La culture influence également la manière dont un internaute organise son temps

Par 19 février 2013 Laisser un commentaire
Engrenages d'une pendule

Les différentes manières de concevoir le temps à travers le monde entier possèdent un impact non négligeable sur la façon dont les internautes organisent leur temps et au final sur une possible collaboration.

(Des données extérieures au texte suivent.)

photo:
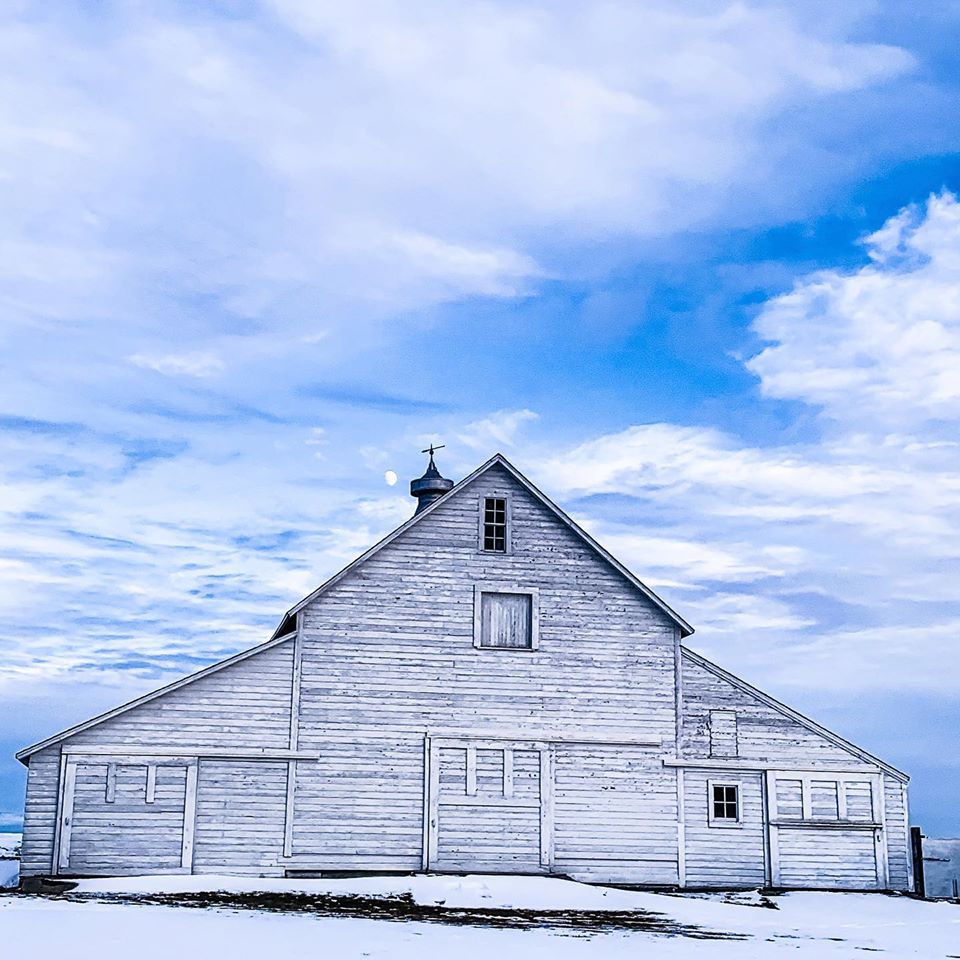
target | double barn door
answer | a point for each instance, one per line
(126, 815)
(489, 806)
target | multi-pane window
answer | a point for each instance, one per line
(823, 798)
(495, 524)
(725, 802)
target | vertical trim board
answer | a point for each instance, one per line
(189, 817)
(66, 816)
(150, 790)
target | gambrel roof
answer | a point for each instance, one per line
(498, 459)
(287, 625)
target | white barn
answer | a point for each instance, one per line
(486, 689)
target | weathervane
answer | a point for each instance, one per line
(432, 448)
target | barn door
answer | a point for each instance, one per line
(489, 806)
(125, 815)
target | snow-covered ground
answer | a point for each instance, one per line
(9, 859)
(805, 925)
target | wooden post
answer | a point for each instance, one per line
(916, 851)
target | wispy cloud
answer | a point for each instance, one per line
(188, 364)
(866, 517)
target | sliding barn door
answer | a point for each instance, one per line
(126, 816)
(489, 806)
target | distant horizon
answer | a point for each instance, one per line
(692, 269)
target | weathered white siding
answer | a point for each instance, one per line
(615, 810)
(388, 654)
(763, 733)
(114, 830)
(897, 831)
(832, 855)
(827, 858)
(386, 739)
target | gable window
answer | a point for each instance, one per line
(506, 617)
(495, 535)
(724, 803)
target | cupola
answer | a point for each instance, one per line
(431, 486)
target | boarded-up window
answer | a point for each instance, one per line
(859, 800)
(723, 733)
(506, 620)
(790, 799)
(824, 804)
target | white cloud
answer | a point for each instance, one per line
(312, 162)
(880, 347)
(500, 429)
(833, 561)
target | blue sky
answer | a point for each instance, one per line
(692, 266)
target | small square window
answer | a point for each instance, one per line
(495, 525)
(724, 802)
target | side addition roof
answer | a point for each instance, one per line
(795, 715)
(288, 622)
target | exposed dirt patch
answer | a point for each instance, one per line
(402, 907)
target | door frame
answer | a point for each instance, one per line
(60, 861)
(431, 793)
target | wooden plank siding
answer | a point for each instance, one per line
(388, 653)
(240, 817)
(838, 855)
(382, 738)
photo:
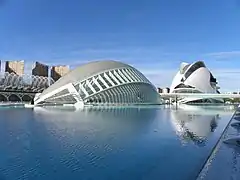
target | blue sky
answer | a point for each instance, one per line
(152, 35)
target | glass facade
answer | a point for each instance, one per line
(115, 86)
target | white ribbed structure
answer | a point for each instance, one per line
(101, 82)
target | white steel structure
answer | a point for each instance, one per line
(195, 78)
(26, 83)
(100, 82)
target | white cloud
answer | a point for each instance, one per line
(224, 54)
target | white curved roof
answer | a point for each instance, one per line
(85, 71)
(195, 75)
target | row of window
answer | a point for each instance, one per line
(108, 79)
(18, 81)
(128, 93)
(63, 99)
(193, 68)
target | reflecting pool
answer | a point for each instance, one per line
(158, 142)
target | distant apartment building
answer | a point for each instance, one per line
(59, 71)
(40, 70)
(160, 90)
(16, 67)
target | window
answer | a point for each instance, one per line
(193, 68)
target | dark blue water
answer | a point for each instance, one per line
(108, 143)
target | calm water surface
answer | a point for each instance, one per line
(108, 143)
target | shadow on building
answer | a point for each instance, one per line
(16, 67)
(58, 71)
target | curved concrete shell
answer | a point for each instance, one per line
(195, 78)
(101, 82)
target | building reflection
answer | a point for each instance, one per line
(103, 119)
(195, 123)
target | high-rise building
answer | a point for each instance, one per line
(59, 71)
(16, 67)
(40, 70)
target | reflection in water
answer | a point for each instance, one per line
(107, 143)
(196, 123)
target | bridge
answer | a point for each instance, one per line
(17, 88)
(198, 95)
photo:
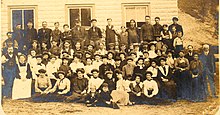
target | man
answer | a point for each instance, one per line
(190, 53)
(78, 33)
(56, 33)
(44, 34)
(133, 33)
(157, 27)
(147, 31)
(30, 34)
(10, 71)
(110, 33)
(178, 27)
(209, 69)
(94, 33)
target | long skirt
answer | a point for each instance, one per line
(120, 96)
(198, 92)
(168, 90)
(21, 89)
(184, 86)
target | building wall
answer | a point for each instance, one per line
(55, 10)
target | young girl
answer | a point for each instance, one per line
(60, 90)
(22, 84)
(120, 94)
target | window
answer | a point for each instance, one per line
(82, 12)
(136, 12)
(21, 15)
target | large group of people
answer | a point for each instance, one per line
(106, 68)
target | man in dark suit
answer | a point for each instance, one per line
(78, 33)
(30, 34)
(178, 27)
(44, 34)
(94, 33)
(190, 53)
(209, 69)
(110, 33)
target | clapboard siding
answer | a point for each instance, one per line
(56, 11)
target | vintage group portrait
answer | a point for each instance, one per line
(125, 57)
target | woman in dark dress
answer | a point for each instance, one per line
(198, 92)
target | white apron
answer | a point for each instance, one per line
(22, 87)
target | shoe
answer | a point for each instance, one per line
(115, 106)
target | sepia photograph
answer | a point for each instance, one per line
(109, 57)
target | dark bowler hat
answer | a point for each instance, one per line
(80, 70)
(61, 72)
(149, 72)
(41, 71)
(94, 70)
(93, 20)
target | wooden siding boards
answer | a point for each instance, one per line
(55, 10)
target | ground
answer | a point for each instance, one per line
(195, 33)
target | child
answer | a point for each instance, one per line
(120, 94)
(178, 43)
(92, 97)
(136, 89)
(61, 89)
(95, 80)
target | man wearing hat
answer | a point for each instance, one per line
(30, 34)
(94, 33)
(105, 66)
(78, 33)
(128, 68)
(147, 31)
(44, 34)
(56, 33)
(209, 69)
(110, 33)
(175, 23)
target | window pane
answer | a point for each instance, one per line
(130, 13)
(141, 13)
(85, 17)
(28, 15)
(74, 14)
(16, 18)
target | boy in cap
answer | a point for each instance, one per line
(78, 33)
(105, 66)
(79, 87)
(95, 80)
(95, 33)
(136, 89)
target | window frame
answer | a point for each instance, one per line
(78, 6)
(22, 7)
(124, 5)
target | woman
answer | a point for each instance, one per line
(42, 86)
(120, 94)
(22, 83)
(183, 79)
(198, 92)
(61, 89)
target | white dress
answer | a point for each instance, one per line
(22, 87)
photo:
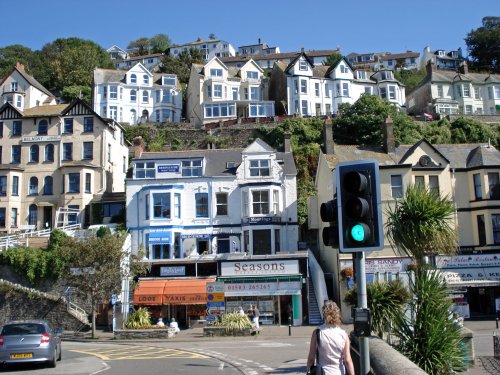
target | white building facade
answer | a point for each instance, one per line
(137, 95)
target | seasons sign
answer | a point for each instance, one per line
(266, 267)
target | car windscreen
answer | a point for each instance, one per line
(22, 329)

En anthropologie, il est courant d'entendre que deux conceptions du temps co-existent chez les individus et diffèrent en fonction de ceux-ci : le temps monochronique et le temps polychronique. Dans le cas du premier, un individu ou une culture gère les événements les uns après les autres, alors que pour le second, les personnes ont la capacité de réaliser plusieurs actions en même temps. C'est en se basant sur ce concept du Docteur Edward T. Hall que des chercheurs des universités d'Harvard et de Zurich ont réussi à établir qu'il n'existe pas une culture homogène des utilisateurs d'Internet, en particulier lorsqu'il s'agit de gérer son temps. Et pour cela, ils se sont basés sur les données issues de l'outil de planification Doodle, et plus particulièrement au temps de réponses à l'une des autres fonctions du site: les sondages* proposés entre eux par les utilisateurs.

Une certaine conception de la temporalité

Ainsi, en anthropologie, il est admis que les sociétés individualistes sont davantage monochroniques, à l'instar des pays scandinaves d'Amérique du Nord. Des sociétés plus collectivistes, comme la Chine, le Japon, l'Inde ou encore la Russie, sont, quant-à-elles, plutôt polychroniques. Or, les chercheurs ont, par exemple, constaté que les utilisateurs « individualistes » répondent tardivement aux sondages Doodle. Et cela, pour des raisons purement stratégiques, afin de s'adapter aux horaires des autres mais aussi d'influer sur les choix précédents pour les modifier en sa faveur. Ceux-ci montrent également plus de disponibilités mais parviennent moins facilement à un agrément sur un plage horaire particulière. A l'inverse, un utilisateur « collectiviste » répond plus rapidement, affiche moins de disponibilités mais parvient rapidement à un consensus avec les autres utilisateurs. Toutefois, la perception du temps n'explique pas tout. En effet, près de110.000 sondages sont proposés par les utilisateurs du Luxembourg contre 0.524 en Hongrie. un pays pourtant considéré comme plutôt individualiste.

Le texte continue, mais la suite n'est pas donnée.